INTRODUCTION
These days, your next food obsession could come from anywhere. A 10-second video. A remix
of a dish you thought you knew. A meal served in a way that makes you pause and ask, “Wait…
is that what I think it is?”
Someone posts a reimagined version of nkwobi as sliders, or presents egusi in a pasta bake.
The comments roll in. Some people love it, others are horrified.
There’s always that one person who asks, “Why are you doing this to our food?” And another
who responds with, “It’s called creativity.”
This is where it gets interesting. Because when it comes to food — especially food rooted in
culture — the question isn’t just what’s on the plate, but also what it represents.
And that brings us to the real conversation: who owns the recipe?
More Than Just a Meal
Food isn’t just food.
For many Nigerians, a single meal can carry memory, heritage, status, comfort. A bowl of native
soup isn’t just about taste. It might be about your grandmother’s kitchen. About home. About
survival.
That’s why it’s not surprising that people get emotional when they see traditional meals turned
into something unfamiliar. To them, it feels like you’re touching more than the recipe — you’re
touching their identity.
But at the same time, food isn’t supposed to stay the same forever. It adapts. It moves. It
evolves with time, place, and the hands that prepare it.
Still, somewhere in the middle of this evolution, the question remains: when does “adding your
twist” cross the line into erasing a culture?
The Remix Isn’t the Problem
Nobody owns ogi/akamu (pap). Or yam porridge. Or pepper soup. These dishes belong to
communities. Generations. Entire cultures. So technically, no one has the right to stop you from
doing what you want with them.
But context and credit matter.
If you serve a rebranded version of a local dish in a fine-dining setting and act as if it has no
history, that’s problematic. If your content goes viral because you added roasted garlic and
edible flowers to a street food classic, but you don’t acknowledge where the original dish
originated, that’s erasure, even if unintentional.

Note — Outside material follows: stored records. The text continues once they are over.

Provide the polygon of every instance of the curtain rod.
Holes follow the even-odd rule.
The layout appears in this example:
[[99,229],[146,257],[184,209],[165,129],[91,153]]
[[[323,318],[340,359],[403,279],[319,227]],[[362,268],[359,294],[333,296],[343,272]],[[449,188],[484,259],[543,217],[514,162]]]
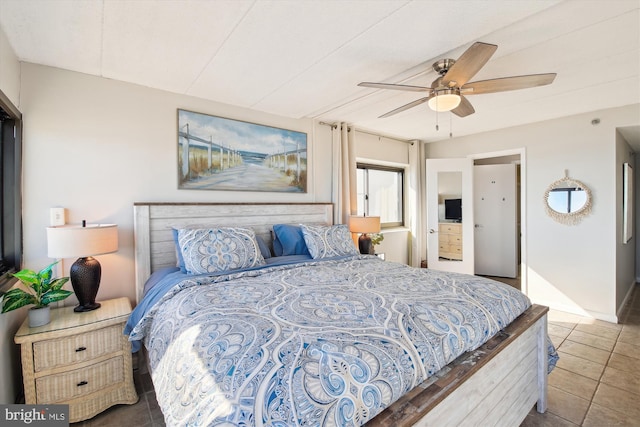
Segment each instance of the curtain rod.
[[[323,126],[329,126],[329,127],[331,127],[331,129],[337,129],[338,128],[338,124],[337,123],[327,123],[327,122],[319,121],[318,124],[321,124]],[[400,138],[394,138],[394,137],[391,137],[391,136],[380,135],[378,133],[373,133],[373,132],[369,132],[369,131],[362,130],[362,129],[355,129],[355,128],[352,128],[352,127],[348,127],[347,129],[349,131],[351,131],[353,129],[356,132],[366,133],[367,135],[377,136],[378,138],[387,138],[387,139],[391,139],[391,140],[398,141],[398,142],[404,142],[405,144],[413,145],[417,141],[415,139],[400,139]]]
[[413,145],[413,143],[415,142],[415,140],[394,138],[392,136],[380,135],[379,133],[373,133],[373,132],[369,132],[369,131],[362,130],[362,129],[355,129],[355,131],[356,132],[360,132],[360,133],[366,133],[367,135],[377,136],[378,138],[387,138],[387,139],[392,139],[392,140],[398,141],[398,142],[404,142],[405,144]]
[[318,122],[318,124],[321,124],[323,126],[329,126],[329,127],[331,127],[331,129],[336,129],[338,127],[338,125],[335,124],[335,123]]
[[392,140],[392,141],[403,142],[403,143],[405,143],[405,144],[410,144],[410,145],[413,145],[416,141],[419,141],[419,140],[417,140],[417,139],[400,139],[400,138],[395,138],[395,137],[393,137],[393,136],[381,135],[381,134],[379,134],[379,133],[368,132],[368,131],[361,130],[361,129],[356,129],[356,132],[366,133],[367,135],[377,136],[378,138],[386,138],[386,139],[390,139],[390,140]]
[[[338,123],[318,122],[318,124],[329,126],[331,129],[338,129]],[[351,132],[351,126],[347,126],[347,132]]]

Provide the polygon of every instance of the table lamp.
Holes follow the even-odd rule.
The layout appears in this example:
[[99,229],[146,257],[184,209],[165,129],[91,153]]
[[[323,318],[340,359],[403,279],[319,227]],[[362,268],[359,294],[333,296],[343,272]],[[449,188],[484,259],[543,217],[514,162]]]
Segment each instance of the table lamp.
[[75,258],[69,277],[79,305],[73,311],[84,312],[100,307],[96,295],[100,287],[102,268],[95,255],[118,250],[118,226],[115,224],[86,224],[47,227],[49,258]]
[[371,244],[371,237],[367,233],[380,232],[379,216],[351,216],[349,217],[349,231],[362,233],[358,238],[358,249],[361,254],[375,254],[375,248]]

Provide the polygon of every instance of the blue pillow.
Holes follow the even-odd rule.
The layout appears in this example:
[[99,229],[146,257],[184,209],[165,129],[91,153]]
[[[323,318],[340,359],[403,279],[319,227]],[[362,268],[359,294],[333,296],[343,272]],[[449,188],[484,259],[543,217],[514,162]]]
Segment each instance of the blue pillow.
[[273,241],[275,256],[310,255],[299,225],[276,224],[273,232],[276,235]]
[[176,258],[178,259],[178,268],[180,268],[180,271],[182,271],[183,273],[186,273],[187,269],[184,266],[184,257],[182,256],[182,251],[180,250],[180,245],[178,244],[178,229],[172,228],[171,231],[173,232],[173,243],[176,245]]
[[256,241],[258,242],[258,247],[260,248],[260,253],[262,253],[262,257],[264,259],[271,258],[271,250],[269,249],[269,245],[264,239],[258,235],[256,235]]
[[282,256],[282,243],[280,243],[280,240],[278,240],[278,236],[275,236],[273,238],[273,256]]

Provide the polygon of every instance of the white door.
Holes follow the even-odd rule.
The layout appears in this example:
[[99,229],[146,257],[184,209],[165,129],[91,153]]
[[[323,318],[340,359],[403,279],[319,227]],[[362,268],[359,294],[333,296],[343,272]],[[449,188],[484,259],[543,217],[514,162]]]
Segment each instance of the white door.
[[427,264],[474,274],[473,160],[427,159]]
[[475,273],[517,275],[516,165],[477,165],[473,170]]

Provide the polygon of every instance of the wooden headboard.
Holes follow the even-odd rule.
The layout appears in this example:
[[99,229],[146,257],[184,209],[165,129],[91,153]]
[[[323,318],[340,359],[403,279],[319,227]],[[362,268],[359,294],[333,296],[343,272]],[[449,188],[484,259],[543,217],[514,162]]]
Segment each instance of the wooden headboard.
[[172,228],[250,227],[270,246],[273,224],[333,224],[332,203],[135,203],[136,302],[151,273],[176,265]]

And it’s not just about high-end restaurants. Even creators on TikTok, YouTube, and Instagram
need to think about this. The moment you hit “post,” you’re not just sharing a recipe. You’re
shaping perception.
When Food Becomes Aesthetic
Somewhere along the line, food became a vibe. It became content. And while that’s not a bad
thing, it’s also where we started losing parts of the story.

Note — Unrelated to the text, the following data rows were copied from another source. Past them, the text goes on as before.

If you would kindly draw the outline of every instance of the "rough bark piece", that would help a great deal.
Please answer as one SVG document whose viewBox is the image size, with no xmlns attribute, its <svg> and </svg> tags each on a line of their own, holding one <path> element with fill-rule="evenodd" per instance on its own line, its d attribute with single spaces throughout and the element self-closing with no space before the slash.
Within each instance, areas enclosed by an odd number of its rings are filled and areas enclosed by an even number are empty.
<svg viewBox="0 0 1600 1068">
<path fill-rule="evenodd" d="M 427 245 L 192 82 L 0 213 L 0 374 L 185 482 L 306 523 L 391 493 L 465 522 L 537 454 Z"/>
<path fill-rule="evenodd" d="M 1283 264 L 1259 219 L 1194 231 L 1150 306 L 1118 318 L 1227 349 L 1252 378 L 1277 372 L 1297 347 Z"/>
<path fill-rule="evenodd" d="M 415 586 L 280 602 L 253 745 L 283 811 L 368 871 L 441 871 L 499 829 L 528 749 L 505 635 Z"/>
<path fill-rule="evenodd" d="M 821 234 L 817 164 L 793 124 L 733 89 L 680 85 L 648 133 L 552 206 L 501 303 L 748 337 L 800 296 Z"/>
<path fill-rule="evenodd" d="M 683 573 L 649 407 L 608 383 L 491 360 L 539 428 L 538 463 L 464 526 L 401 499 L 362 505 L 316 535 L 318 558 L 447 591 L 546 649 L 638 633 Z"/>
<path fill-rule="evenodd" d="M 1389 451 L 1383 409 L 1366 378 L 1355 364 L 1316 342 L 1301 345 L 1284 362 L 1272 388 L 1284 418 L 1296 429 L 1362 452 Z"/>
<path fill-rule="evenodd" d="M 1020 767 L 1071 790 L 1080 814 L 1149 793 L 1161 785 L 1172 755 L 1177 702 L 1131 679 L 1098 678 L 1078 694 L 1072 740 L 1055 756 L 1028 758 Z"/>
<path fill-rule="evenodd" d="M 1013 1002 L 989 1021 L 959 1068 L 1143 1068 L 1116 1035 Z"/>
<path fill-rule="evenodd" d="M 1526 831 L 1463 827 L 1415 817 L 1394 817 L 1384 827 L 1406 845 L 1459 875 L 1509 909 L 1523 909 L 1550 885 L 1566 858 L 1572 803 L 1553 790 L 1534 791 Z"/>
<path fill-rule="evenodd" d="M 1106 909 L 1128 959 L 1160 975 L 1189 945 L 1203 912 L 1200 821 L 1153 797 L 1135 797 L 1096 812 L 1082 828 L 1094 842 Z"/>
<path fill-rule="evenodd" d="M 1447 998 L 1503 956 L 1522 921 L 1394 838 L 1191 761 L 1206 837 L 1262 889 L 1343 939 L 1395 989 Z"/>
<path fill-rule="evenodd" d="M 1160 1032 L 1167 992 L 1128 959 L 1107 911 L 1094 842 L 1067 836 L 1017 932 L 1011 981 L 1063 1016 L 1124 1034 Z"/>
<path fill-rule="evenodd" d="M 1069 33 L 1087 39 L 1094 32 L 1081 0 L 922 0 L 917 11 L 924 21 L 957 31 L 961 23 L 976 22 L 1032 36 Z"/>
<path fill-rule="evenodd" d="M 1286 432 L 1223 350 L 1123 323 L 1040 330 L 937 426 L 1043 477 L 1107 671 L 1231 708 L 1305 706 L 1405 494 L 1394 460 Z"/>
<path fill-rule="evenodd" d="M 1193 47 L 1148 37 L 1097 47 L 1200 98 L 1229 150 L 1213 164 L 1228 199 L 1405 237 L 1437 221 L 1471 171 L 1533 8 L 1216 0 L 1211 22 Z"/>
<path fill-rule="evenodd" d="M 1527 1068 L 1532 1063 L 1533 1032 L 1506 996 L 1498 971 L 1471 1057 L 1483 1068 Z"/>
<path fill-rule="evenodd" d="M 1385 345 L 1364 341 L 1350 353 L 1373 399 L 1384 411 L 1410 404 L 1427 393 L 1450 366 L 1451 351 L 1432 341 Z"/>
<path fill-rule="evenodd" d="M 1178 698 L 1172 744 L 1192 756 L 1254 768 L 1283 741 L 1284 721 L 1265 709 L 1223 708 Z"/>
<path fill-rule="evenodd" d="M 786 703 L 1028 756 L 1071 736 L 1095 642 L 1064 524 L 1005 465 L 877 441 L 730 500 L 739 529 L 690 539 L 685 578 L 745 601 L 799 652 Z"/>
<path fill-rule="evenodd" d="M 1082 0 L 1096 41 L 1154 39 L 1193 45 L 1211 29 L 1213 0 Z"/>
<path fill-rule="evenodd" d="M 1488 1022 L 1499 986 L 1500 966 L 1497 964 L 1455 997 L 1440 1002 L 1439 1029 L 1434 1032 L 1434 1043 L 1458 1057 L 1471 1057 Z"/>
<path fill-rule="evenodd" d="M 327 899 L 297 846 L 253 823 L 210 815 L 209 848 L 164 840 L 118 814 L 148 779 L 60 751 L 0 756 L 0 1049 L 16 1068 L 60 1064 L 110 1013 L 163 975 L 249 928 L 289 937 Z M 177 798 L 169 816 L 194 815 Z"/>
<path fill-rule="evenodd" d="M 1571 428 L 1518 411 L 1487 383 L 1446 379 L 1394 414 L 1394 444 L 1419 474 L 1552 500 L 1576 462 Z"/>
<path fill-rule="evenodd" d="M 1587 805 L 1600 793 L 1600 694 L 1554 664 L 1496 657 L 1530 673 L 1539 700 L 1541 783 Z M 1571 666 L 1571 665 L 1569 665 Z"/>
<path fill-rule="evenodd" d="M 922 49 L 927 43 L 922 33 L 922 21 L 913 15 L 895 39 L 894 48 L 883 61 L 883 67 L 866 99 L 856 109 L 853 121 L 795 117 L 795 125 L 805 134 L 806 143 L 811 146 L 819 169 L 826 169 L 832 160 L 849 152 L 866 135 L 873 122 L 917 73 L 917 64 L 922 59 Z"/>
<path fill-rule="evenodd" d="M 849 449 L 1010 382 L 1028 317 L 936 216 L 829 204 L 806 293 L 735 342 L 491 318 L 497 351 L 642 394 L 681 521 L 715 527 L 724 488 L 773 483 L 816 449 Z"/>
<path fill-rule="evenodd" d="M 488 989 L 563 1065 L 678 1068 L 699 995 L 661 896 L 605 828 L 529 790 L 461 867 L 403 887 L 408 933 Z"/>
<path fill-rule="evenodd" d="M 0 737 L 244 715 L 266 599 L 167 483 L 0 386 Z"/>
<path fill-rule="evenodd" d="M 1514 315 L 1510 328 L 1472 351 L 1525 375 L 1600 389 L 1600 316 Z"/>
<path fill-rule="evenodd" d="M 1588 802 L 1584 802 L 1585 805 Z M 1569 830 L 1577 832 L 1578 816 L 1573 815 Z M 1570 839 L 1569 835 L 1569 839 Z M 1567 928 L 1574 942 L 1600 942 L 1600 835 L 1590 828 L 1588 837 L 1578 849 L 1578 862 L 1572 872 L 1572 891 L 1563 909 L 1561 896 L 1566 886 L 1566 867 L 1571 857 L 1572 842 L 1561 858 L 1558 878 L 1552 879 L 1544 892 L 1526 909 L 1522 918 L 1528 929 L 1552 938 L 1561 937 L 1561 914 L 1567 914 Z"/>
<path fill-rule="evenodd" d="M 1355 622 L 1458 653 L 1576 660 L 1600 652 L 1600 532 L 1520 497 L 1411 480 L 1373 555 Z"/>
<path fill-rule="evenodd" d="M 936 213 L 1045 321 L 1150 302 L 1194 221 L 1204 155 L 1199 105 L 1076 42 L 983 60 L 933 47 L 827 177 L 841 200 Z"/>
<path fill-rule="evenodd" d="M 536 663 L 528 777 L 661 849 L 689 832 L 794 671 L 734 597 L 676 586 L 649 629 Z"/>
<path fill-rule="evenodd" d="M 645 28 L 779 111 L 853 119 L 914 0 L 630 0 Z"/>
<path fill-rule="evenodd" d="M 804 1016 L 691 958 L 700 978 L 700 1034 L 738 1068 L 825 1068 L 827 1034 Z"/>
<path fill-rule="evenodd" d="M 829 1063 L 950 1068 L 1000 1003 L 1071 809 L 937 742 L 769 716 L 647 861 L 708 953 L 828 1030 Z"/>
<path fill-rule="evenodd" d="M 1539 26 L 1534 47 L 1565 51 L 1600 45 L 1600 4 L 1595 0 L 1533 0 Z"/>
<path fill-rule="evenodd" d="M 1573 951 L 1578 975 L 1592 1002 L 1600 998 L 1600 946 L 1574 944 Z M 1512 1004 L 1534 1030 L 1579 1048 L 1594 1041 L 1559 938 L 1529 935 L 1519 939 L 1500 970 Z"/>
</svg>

It’s one thing to experiment with a recipe. It’s another thing to remove all traces of its origin just
to make it look more palatable or trendy.

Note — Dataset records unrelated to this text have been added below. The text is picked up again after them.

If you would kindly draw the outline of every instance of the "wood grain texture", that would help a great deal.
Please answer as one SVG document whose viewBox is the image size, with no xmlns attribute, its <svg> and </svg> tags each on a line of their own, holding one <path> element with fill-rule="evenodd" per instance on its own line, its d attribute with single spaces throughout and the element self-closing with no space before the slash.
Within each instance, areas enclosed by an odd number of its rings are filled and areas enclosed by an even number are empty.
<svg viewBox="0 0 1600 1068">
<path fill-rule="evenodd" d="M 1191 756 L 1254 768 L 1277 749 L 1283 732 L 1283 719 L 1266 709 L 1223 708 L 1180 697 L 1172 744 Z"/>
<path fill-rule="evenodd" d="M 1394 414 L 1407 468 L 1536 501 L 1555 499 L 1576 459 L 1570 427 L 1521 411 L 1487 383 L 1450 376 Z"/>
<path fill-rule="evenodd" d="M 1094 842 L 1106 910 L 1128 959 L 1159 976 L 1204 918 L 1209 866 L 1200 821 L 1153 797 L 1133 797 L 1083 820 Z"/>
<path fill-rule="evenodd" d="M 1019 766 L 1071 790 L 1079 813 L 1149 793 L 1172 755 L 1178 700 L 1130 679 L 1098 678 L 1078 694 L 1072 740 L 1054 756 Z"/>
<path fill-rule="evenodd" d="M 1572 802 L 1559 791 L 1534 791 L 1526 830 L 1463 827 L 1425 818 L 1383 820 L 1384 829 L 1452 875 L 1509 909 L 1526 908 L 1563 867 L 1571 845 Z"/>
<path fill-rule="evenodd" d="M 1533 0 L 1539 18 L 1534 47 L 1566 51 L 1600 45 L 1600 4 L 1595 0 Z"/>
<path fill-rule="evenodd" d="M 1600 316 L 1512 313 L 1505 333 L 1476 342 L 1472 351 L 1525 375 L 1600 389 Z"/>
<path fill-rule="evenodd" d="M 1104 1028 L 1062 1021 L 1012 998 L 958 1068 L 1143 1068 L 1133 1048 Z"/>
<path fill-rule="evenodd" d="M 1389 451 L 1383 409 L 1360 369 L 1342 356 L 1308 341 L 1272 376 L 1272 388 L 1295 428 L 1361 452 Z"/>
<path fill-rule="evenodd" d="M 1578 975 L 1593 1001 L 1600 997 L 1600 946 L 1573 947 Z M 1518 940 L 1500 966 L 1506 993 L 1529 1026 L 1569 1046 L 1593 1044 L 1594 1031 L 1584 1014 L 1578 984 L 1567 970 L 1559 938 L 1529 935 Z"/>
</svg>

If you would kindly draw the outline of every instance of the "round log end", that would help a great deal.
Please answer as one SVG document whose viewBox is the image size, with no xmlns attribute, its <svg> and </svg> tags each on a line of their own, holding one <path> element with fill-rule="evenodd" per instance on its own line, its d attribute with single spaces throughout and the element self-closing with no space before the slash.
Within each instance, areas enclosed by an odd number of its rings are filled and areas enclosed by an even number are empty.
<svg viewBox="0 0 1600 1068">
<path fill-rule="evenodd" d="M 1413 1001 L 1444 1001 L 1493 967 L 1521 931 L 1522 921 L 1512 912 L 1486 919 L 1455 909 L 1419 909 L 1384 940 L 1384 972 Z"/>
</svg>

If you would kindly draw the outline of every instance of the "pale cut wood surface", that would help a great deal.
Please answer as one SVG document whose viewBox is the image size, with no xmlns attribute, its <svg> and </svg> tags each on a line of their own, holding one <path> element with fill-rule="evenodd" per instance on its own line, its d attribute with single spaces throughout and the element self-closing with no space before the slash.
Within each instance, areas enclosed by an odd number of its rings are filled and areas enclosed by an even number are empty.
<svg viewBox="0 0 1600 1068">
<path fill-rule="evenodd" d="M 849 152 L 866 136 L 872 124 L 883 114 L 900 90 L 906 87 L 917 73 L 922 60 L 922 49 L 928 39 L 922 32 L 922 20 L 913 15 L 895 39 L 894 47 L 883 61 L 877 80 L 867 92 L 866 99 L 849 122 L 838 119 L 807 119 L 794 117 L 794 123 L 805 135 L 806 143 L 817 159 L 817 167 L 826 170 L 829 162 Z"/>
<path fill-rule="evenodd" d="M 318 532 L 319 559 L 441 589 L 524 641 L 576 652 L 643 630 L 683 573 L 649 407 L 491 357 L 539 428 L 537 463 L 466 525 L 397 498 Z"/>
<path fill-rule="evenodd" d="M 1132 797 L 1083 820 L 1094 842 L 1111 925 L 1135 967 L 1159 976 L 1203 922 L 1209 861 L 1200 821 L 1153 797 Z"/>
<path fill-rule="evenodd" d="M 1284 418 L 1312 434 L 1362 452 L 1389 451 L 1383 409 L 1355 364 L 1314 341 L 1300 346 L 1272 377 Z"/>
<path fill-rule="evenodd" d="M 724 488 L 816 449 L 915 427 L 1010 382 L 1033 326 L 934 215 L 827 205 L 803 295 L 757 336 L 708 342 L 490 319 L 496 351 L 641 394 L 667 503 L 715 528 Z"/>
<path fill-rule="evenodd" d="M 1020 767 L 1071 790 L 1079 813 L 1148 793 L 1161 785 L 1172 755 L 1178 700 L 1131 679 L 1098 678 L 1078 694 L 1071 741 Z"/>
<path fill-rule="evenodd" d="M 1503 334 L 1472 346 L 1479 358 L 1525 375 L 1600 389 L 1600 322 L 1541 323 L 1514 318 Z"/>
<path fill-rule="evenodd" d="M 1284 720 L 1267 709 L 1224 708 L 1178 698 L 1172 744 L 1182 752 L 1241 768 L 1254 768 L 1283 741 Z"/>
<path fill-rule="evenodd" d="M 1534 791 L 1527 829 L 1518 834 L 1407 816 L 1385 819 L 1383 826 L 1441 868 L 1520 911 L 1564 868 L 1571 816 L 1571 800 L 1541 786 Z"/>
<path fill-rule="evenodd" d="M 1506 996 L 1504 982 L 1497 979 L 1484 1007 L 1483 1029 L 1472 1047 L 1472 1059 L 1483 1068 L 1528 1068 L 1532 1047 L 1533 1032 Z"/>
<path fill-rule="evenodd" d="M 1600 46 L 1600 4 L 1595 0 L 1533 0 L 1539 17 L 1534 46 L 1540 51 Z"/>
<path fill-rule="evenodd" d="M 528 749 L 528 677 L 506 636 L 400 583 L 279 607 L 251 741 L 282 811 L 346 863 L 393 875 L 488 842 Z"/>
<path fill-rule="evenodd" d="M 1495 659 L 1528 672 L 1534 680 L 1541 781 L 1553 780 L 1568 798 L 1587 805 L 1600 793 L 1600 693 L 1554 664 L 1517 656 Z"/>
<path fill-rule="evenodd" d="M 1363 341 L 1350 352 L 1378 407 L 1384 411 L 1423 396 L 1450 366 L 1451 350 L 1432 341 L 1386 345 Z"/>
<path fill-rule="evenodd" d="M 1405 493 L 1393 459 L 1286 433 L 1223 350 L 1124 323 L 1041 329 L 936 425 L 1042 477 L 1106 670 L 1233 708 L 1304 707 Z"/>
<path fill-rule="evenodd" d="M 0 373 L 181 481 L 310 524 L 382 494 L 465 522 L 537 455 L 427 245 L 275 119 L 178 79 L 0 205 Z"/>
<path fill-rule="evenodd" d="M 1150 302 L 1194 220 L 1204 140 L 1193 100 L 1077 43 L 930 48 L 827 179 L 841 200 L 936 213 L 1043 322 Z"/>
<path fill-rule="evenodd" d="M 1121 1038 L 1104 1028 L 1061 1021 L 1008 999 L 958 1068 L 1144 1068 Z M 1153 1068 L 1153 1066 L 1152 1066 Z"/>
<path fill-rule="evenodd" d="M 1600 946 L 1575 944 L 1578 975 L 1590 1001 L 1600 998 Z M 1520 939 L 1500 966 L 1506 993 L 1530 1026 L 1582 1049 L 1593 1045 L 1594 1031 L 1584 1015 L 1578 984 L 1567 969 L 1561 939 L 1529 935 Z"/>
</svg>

If your modern take on a dish makes people forget where it came from in the first place, or
worse, makes them think you created it, you haven’t just remixed the food. You’ve rewritten the
story.
Telling the Full Story
Here’s the thing. It’s not about choosing between tradition and innovation. Both can co-exist
beautifully.
But when you share food, especially food that draws from cultures that have been overlooked or
underrepresented, you owe it more than just the aesthetics. You owe it honesty. A simple
mention. A nod to the origin. A line that says, “This is my twist on a dish I learned from…”
Creators who do this well don’t lose anything by acknowledging the culture behind their plates.
In fact, they gain respect and bring their audience into a richer, more authentic experience.
And platforms that tell these stories, like Street Foodz Naija and Food Quest on FoodBay TV,
are proving that there’s room to innovate while still educating and celebrating.
FINAL THOUGHTS
Food will keep changing. That’s the nature of it.
But the meaning behind it doesn’t have to get lost along the way.
The next time you see a new take on a traditional dish, or feel inspired to experiment with one
yourself, ask a simple question:
Am I just enjoying the meal, or am I honoring the story behind it too?
Because the recipe might be for everyone, but the story behind it deserves to be told right.